On a deeper examination of the challenges affecting the second subject – also known as the “public management of AI” or, simply, the “governance of AI” [Kuziemski & Misuraca (2020)] –, mixed results are factored. The research runs through four families of key governance practices [GAO (2021), 25–36]: 1) defining clear roles, rules and responsibilities; 2) building up knowledge, literacy and internal capacity; 3) stakeholders’ management and involvement; 4) risk assessment, auditing and monitoring.
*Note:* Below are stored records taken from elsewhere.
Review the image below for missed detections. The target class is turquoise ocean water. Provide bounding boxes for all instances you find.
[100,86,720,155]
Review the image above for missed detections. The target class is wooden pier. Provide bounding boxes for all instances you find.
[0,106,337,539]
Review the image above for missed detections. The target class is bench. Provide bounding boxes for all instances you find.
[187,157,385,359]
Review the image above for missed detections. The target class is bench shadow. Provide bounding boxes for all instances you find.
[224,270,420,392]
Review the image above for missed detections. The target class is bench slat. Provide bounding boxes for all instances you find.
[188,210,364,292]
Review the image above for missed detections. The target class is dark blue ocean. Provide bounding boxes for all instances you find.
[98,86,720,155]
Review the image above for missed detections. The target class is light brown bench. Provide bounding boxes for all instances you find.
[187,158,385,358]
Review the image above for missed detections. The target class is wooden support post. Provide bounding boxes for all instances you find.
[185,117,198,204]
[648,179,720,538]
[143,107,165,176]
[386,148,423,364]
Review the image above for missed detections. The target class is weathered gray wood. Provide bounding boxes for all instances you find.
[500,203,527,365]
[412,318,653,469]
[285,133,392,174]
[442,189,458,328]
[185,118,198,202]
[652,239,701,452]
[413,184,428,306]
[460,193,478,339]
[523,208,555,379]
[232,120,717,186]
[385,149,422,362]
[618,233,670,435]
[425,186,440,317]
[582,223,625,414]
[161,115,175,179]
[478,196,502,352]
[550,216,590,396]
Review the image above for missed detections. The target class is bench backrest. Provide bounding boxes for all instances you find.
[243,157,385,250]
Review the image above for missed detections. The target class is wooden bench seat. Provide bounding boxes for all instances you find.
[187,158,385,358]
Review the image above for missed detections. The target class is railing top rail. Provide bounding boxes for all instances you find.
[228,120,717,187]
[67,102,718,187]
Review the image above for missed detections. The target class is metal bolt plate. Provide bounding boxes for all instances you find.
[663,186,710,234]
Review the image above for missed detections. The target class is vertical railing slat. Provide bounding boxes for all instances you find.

As for the first key governance practice, three shortcomings have been evidenced: the fight of private companies against anticipatory regulation [UNHRC (2019), 13]; States’ early failures at problem formalisation [Passi & Barocas (2019)]; the need for a renovated public procurement framework of ADM systems [McBride et al. (2021)]. As for the second key practice, the public sector shows a lack of internal capacity, especially in the form of: deficit of human resources and expertise [US NSCAI (2021), 119–130; Molinari et al. (2021), 35]; excessive dependency on external consultants [Berryhill et al. (2019), 121]; difficulty in retrieving and holding highly-demanded AI experts within public administrations [Wirtz et al. (2018), 602]; difficulty in setting together a diverse and multi-disciplinary workforce [UNHRC (2019)]; decision-automation bias and decision-distrust bias [Leslie (2019)]. As for the third key practice, although the conclusions are still partial and improving [CAHAI (2021), 19], the collaborative nature of the public sector administrations and the well-functioning of a democracy itself have been somewhat lessened by the use of ADM [Campion et al. (2020); Mikhaylov et al. (2018)]; in addition, this sector shows concerning exhibitions of “AI nationalism” [Franke (2021)] and yet is not backed by a solid and well-informed involvement of political power [Campion et al. (2021)]. The scholarship on the fourth key practice, finally, brings positive results on the side of qualitative risk assessments, but still raises profound questions as to the possibility to conduct quantitative assessments in conformity with a human rights and justice-based vision of AI in our society [Loi et al. (2021); Mökander (2021); GAO (2021)].
The use of ADM in the public sector is widely disruptive. First, because it affects a wide range of public functions and responsibilities: from justice and social security to democracy, local administration, environment, healthcare, taxation, economic affairs and foreign policy. [Dwivedi et al. (2021)] Second, because it is currently spreading fast and worldwide, mostly driven by the promise of delivering rational outcomes in complex environments. Third, and as a consequence of the first two points, because it is fraught with critical implications for the social layer of AI that must be urgently addressed. In the specific context of public management, significant barriers and constraints have proven hard to be overcome for a just and trustworthy adoption of ADM instruments. For example, lack of dedicated resources or knowledge, poor data, scepticism, technical illiteracy, insufficient diversity. As the outcome of this research, these and many other public management issues have been grouped under four categories of key governance practices that will need to be harnessed in the context of public-sector AI: 1) defining clear roles, rules and responsibilities; 2) building up knowledge, literacy and internal capacity; 3) stakeholders’ management and involvement; 4) risk assessment, auditing and monitoring.
Published under licence CC BY-NC-ND.